Last night, it happened. Instead of wanting a snuggle and a song tonight, J just wanted to go to bed.

I wasn’t ready for this. He’s my baby! My little tiny boy, who loves snuggles and kisses and resting his head on mama’s chest while she sings!


Granted, he was totally pooped. We had had dinner at our friends’ house, where he also jumped on the trampoline and chased the dog all night. He was more exhausted than normal at bedtime. He even ran amok around the basement right up until the moment I scooped him up and went into his dark bedroom. When I leaned over the crib to get his swaddle, he just sort of lurched forward into the crib – to be honest, I almost lost my hold on him and dropped him in there for real. He just reached down in there, and so I said, “Do you want to just lay down?” and he answered in his little “yes” grunts.

Breaking a mama’s heart.

After I read and sang to EK (at least someone needs it!) I texted my friend Ginna (whose house we had been at), and told her about it. Her response? Yay for another little one on the way, and I will get snuggles for months. That’s a good friend with the perfect reminder! But still… here’s hoping that it was just a fluke, and he’ll still need some snuggles tonight. I’m not ready for my baby to be a big boy.

Things Toddlers Say

Sorry for totally missing Tuesday… Cinco de Mayo got me off. Ha! Blame it on anything, right? Anyway, here’s a normal Things Toddlers Say on your Hump Day!

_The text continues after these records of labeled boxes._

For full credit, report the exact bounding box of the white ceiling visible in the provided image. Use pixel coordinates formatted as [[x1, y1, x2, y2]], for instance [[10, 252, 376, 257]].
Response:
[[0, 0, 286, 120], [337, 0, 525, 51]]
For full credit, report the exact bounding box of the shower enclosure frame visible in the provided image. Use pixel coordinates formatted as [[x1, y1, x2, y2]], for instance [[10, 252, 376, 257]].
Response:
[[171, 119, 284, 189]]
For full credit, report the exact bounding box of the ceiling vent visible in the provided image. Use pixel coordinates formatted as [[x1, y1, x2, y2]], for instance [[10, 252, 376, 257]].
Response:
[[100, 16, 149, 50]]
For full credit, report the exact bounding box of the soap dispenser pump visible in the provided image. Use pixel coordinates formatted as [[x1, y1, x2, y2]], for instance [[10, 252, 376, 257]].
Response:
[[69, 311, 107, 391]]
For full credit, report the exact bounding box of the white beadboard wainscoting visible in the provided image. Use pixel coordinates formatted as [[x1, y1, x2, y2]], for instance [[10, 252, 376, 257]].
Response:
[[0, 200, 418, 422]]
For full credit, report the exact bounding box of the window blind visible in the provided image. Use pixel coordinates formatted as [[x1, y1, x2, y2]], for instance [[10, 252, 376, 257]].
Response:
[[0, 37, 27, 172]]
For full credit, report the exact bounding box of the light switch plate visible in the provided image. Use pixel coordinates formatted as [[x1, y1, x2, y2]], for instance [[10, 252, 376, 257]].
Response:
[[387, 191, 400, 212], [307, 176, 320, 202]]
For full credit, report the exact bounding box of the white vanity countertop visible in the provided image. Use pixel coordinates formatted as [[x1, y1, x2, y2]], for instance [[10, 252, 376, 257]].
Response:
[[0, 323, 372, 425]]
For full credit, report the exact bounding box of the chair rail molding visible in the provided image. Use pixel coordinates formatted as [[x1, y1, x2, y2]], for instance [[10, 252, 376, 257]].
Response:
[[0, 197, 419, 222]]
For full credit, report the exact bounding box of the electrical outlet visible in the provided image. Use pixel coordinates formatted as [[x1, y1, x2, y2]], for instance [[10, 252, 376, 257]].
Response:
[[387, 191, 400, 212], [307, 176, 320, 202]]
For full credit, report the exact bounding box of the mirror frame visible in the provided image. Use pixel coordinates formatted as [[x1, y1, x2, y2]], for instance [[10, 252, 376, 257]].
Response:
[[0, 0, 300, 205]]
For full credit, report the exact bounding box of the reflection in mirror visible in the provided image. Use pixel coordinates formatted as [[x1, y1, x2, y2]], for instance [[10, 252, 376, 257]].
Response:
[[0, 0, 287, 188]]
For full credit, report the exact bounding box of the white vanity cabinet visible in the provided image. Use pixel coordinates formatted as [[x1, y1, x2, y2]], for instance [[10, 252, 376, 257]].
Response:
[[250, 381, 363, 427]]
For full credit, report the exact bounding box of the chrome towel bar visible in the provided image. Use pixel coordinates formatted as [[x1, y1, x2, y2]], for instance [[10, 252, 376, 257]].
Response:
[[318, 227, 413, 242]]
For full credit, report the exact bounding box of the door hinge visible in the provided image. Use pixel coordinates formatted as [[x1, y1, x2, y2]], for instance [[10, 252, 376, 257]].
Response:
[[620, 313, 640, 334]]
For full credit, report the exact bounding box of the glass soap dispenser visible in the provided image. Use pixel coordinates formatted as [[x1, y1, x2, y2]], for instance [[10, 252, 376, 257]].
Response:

Also, I’ve been thinking… I would technically put EK into the “preschooler” category nowadays, since she’s three and all. I’m going to have to come up with a new branding for this series! I’m taking suggestions. (Note: I like alliteration.) Moving on…

Every once in a while, J puts up one hell of a fight against his car seat. I’m almost unable to get him in there when it’s just me. This particular one of those times, Hubby was helping from the front seat (aka pushing down J’s hips so I could wrestle the screaming, flailing kid). And then Hubby says, “Come on, Joseph! Put your arms in the fun straps!” I was basically worthless after that, dissolving into giggles.

After walking through her grandmother Annie’s garden one afternoon, EK brought me a flower.
Annie: Can you tell Mommy it’s a verbena?
EK: Here Mommy! It’s a banana!
Me: Thanks, sweetie! I thought bananas were yellow! (Verbena is white, FYI. I wouldn’t have known unless I was holding it.)

EK’s new, really sweet thing: I lub you.

J’s new favorite word (said whenever he sees a camera or a phone): CHEESE!!!!!!!

What’s your toddler saying?

My Journey as a Mother: Family Planning (or Lack Thereof)

I’ve been inspired the past couple of weeks to write about our family planning. Or lack thereof. There have been several articles I’ve read on the subject, about opinions on child spacing, and in the light of #mommitment I wanted to share my story (lest y’all think I’m crazy for having my three under three and a half).  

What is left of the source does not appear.